The discovery of a second stellar population opened up the fields of stellar evolution, star formation, and the evolution of galaxies and made Baade arguably the most influential observational astronomer of the 20th century. It made him perhaps even more influential than his more famous colleague at Mount Wilson, Edwin Hubble, who had demonstrated both the existence of independent galaxies and the expansion of the universe, and in doing so made cosmology an empirical science.

Baade was born in Germany in 1893 and studied at the University of Göttingen, in Germany, from 1913 to 1919. (A congenital hip defect kept him out of the war.) He then joined the Hamburg Observatory, which possessed a one-meter reflector, the largest telescope in Germany. Assistance from the Rockefeller Foundation enabled Baade to visit North America in 1926, with stops at Harvard University, the Yerkes Observatory, the Dominion Astrophysical Observatory, and the Lick Observatory and a six-month stay at the Mount Wilson Observatory. In Walter Baade: A Life in Astrophysics , Donald Osterbrock, a research astronomer turned historian of astronomy, meticulously documents Baade’s life and work, with references to correspondence from more than 20 archives.

When documentary evidence is lacking—Baade was too diplomatic to express openly his impressions of American astronomy in 1926—Osterbrock guesses at Baade’s thinking from his knowledge of the astronomy of the time and of Baade’s attitudes. (The two were colleagues during the 1950s at the California Institute of Technology and the Mount Wilson and Palomar Observatories.) Osterbrock scrupulously warns readers of this necessary extrapolation and backs it up with reference to Baade’s later and less guarded comments in lectures and colloquia.

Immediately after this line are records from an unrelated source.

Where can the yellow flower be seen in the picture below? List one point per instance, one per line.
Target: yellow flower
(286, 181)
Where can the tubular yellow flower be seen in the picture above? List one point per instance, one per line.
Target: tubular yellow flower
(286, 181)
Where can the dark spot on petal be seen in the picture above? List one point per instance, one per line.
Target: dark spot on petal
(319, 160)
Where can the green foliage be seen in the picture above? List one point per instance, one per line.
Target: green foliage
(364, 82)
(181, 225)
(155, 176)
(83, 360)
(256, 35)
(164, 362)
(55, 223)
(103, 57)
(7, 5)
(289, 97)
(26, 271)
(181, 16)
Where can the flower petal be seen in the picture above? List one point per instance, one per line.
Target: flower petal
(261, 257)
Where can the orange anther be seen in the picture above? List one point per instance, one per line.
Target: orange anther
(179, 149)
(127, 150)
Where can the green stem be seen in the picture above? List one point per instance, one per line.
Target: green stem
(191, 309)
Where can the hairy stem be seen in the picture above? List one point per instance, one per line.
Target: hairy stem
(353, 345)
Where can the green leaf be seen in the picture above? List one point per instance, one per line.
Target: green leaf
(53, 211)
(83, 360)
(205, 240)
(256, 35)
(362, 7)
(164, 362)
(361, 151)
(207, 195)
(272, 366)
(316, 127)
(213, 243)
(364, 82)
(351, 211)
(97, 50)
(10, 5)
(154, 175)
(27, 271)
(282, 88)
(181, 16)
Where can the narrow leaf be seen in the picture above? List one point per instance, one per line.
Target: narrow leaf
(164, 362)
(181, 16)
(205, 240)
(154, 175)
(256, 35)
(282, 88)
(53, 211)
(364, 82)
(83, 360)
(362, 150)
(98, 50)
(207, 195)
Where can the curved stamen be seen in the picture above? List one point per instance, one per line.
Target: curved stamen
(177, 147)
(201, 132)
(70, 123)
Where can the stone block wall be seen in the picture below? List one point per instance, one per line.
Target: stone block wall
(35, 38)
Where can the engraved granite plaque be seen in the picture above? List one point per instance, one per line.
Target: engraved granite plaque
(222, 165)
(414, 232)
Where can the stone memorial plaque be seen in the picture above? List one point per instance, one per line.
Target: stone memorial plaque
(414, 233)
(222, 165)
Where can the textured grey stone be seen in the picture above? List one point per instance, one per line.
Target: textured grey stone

At Hamburg, the industrious and meticulous Baade developed a wide observational experience with reflecting telescopes and showed great skill and resourcefulness. He was one of the most promising young astronomers in the world. Also, his personal characteristics had appealed to Mount Wilson astronomers. In 1931, Baade left Germany for a staff position at Mount Wilson—in the land of clear skies and big telescopes.

At Mount Wilson, Baade collaborated with Hubble in 1938 and 1939 on a study of the Sculptor and Fornax dwarf galaxies. The astronomers found neither blue nor red supergiant stars in the two systems and noted that “as a working hypothesis” it could be assumed that supergiants were lacking in elliptical galaxies. However, “discussion of the data now available would be largely speculative, and hence of little permanent value.” Osterbrock attributes the hypothesis to Baade and the caution against speculation to Hubble, who was absent from Mount Wilson during World War II. Baade—a German citizen, excluded from the US war effort—was thus left free to prove that the same super-giant-free population of stars is present in the dwarf elliptical companions of the Andromeda galaxy.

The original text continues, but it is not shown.